Coding Review Reimbursement/Regulatory Assistance & Appeal Service

A comprehensive review of a practice’s coding patterns and documentation provided by a trusted source such as the Society for Vascular Ultrasound (SVU) is invaluable. The recent expansion of the Recovery Audit Contractor (RAC) audit process from Medicare to Medicaid and the provisions of the Affordable Care Act to increase screening of Medicare and Medicaid providers increases the likelihood of government scrutiny. Obtaining an internal evaluation of your coding and billing practices from SVU experts provides an opportunity to receive a preview of issues on which government auditors may focus.

Scope of Services



Because of the disparate needs of various SVU practices, our service provides flexibility in the extent of offered coding review services. We offer different levels of service at different prices depending on clients’ needs. Each engagement is customized for each Coding Review Services (CRS) client. Once you, the client, agrees on the scope of the project, each party will sign an engagement agreement and a Health Insurance Portability and Accountability Act (HIPAA) Business Associate agreement to allow access to private health information as necessary. The following levels of service are offered.

Level I — Risk review based on data analysis



This minimum service level includes a review of selected practice final reports and billing data. Analysis includes comparison of final reports and submitted claims for assessment of the accuracy of procedure coding as well as documentation of medical necessity. Identification of areas we deem to represent above average risk would be included in a brief written report. The estimated time required to complete this review from date of receipt of the required data would be two business weeks.

Level II — Risk review and documentation review



This service level would include all the steps listed above for Level I with the exceptions that the cases will be randomly selected to achieve the desired statistical significance and coding recommendations will be blinded to submitted claims. The final reports will be reviewed and recommended codes provided. These results will then be compared to the codes billed by the provider. A written report followed by a conference call with all stakeholders to discuss the results is then provided. The estimated time required to complete this review from date of receipt of the required data would be 30 business days. This involves a two-step process for data retrieval. The data is received and the review is completed in two business weeks as specified for Level I. At the conclusion of the data review, a list of pertinent operational and/or procedural notes would be issued to the practice. The remaining 20 business days begins when the documentation requested from the practice is received and accepted as complete by CRS. These staggered deadlines would be clearly spelled out in the proposal letter.

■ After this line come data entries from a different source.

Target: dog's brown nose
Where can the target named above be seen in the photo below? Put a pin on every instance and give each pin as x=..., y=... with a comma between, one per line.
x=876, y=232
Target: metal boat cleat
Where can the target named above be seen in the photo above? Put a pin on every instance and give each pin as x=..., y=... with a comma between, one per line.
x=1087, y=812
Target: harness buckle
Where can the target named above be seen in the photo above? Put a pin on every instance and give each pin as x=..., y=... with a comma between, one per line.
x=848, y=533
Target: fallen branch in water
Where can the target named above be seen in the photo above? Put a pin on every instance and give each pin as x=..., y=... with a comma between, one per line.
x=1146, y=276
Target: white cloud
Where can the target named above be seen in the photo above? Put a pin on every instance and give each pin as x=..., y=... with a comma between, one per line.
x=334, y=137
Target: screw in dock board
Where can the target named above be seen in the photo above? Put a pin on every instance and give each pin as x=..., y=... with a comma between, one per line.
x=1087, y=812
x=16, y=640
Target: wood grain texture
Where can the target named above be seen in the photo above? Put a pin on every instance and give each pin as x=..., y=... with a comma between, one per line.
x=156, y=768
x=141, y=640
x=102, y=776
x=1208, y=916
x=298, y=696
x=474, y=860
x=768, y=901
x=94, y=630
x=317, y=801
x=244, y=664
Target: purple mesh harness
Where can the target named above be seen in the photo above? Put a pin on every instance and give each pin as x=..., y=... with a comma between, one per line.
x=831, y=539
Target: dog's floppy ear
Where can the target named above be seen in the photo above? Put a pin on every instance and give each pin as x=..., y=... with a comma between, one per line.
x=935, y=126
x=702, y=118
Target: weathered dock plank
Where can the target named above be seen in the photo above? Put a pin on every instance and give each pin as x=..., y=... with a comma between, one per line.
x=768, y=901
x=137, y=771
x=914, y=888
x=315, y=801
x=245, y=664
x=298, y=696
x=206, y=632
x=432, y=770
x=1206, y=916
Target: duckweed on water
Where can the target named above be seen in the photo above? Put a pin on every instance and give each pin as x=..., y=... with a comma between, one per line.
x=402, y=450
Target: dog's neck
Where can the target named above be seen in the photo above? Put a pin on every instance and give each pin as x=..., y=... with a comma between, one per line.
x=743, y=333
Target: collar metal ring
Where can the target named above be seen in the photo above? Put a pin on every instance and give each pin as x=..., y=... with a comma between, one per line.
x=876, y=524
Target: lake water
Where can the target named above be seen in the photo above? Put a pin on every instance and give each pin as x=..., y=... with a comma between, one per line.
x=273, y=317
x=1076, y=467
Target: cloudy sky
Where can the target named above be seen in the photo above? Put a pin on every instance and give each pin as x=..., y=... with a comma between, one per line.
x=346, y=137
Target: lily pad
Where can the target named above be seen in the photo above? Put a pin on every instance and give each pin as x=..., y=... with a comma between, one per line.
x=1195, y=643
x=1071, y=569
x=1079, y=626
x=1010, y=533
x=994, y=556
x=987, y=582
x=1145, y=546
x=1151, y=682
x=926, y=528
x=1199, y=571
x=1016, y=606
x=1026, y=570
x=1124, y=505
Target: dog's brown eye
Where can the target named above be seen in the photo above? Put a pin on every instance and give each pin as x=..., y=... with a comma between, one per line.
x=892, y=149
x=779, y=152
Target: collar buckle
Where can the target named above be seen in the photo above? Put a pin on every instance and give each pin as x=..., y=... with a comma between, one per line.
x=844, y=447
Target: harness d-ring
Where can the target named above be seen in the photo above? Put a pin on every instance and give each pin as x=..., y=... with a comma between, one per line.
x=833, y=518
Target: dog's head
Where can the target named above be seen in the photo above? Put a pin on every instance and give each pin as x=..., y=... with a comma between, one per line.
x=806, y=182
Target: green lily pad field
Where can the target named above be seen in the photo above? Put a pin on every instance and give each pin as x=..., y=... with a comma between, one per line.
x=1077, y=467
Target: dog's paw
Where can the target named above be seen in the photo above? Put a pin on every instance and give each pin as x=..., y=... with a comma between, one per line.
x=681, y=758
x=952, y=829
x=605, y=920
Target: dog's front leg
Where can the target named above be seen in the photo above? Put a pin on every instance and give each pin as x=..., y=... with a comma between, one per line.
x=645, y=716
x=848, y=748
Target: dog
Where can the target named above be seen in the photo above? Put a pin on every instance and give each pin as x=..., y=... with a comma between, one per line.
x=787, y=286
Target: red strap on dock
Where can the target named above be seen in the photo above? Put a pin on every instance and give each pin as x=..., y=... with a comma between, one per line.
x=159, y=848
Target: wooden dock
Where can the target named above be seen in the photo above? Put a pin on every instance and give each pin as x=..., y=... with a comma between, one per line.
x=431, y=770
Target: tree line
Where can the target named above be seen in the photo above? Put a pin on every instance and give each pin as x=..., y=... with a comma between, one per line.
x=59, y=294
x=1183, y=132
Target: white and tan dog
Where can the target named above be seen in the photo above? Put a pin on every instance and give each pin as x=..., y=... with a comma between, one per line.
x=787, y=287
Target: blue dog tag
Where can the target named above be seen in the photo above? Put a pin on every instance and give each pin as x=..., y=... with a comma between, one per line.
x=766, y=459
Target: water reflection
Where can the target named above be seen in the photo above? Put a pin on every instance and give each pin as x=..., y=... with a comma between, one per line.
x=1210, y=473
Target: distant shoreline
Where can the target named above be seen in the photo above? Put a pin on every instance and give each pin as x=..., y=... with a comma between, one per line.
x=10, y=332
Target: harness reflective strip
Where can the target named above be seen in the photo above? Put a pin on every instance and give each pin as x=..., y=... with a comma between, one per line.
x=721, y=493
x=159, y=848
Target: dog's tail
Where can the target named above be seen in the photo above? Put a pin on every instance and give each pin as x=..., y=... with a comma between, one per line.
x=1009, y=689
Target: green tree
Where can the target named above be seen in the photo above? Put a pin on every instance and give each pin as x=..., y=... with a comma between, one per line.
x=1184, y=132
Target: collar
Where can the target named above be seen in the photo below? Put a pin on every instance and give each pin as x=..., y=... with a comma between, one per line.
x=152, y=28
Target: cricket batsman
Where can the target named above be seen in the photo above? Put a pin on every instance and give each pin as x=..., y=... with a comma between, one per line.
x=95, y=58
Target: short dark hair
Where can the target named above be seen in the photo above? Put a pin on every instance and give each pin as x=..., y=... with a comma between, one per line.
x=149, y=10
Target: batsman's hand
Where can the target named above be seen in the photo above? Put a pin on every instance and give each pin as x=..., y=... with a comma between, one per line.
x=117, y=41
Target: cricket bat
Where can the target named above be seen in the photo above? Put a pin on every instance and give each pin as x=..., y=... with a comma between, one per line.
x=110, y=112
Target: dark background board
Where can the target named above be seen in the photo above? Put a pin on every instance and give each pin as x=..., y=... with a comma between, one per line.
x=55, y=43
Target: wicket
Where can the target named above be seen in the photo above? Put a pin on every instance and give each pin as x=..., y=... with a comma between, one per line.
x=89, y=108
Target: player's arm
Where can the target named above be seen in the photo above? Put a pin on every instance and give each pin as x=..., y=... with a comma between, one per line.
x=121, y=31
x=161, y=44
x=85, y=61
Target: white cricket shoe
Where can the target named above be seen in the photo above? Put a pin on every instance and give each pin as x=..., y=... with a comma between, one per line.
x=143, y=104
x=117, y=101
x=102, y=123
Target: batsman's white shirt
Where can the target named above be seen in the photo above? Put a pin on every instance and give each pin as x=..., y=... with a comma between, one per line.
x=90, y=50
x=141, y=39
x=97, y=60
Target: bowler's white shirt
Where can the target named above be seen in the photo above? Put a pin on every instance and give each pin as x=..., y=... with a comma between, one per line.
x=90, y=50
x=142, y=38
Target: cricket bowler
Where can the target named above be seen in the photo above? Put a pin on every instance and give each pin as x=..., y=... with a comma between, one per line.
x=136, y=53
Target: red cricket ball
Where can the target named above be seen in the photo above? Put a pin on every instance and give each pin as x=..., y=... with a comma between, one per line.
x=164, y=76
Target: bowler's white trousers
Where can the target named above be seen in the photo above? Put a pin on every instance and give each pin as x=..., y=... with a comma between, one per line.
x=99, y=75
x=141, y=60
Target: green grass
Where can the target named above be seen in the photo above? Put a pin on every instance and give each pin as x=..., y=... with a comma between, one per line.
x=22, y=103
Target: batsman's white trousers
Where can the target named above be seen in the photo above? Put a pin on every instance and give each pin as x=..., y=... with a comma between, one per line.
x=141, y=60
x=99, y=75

Level III — Comprehensive coding review service



This service level would include all the steps listed above for Levels I and II. In addition, an on-site meeting would be provided with only CRS travel expenses as an added charge to the practice. The on-site meeting would include a coding educational session for selected staff members of the practice. In addition, during the on-site visit, the review team would conduct a review of processes and inspect documentation with associated review of clinical data and pertinent Physician Quality Reporting System (PQRS), along with a brief review and commentary on the practice’s operations in connection with HIPAA Privacy and Security requirements.

Prices for each level are set by the number of providers included in the review. For further information and to request a proposal for services, please email practicesupport@svunet.org.

Additional Services

Individual Final Report

($50)
Allow our experts to review a final report and provide proper codes to use to receive the appropriate reimbursement. Call us to discuss your needs at 301-459-7550, ext.106.

Appeal Service

Many claims today are not accepted on the first request for payment. When submitting an appeal, additional documentation such as copies of notes, discharge summaries and authorizations are required. This can be time consuming and possibly run the risk of not acquiring the right information to receive full payment and maximizing practice revenue. Our consultants will help you organize appeals, figure out what information is really needed and enhance communications to maximize the results.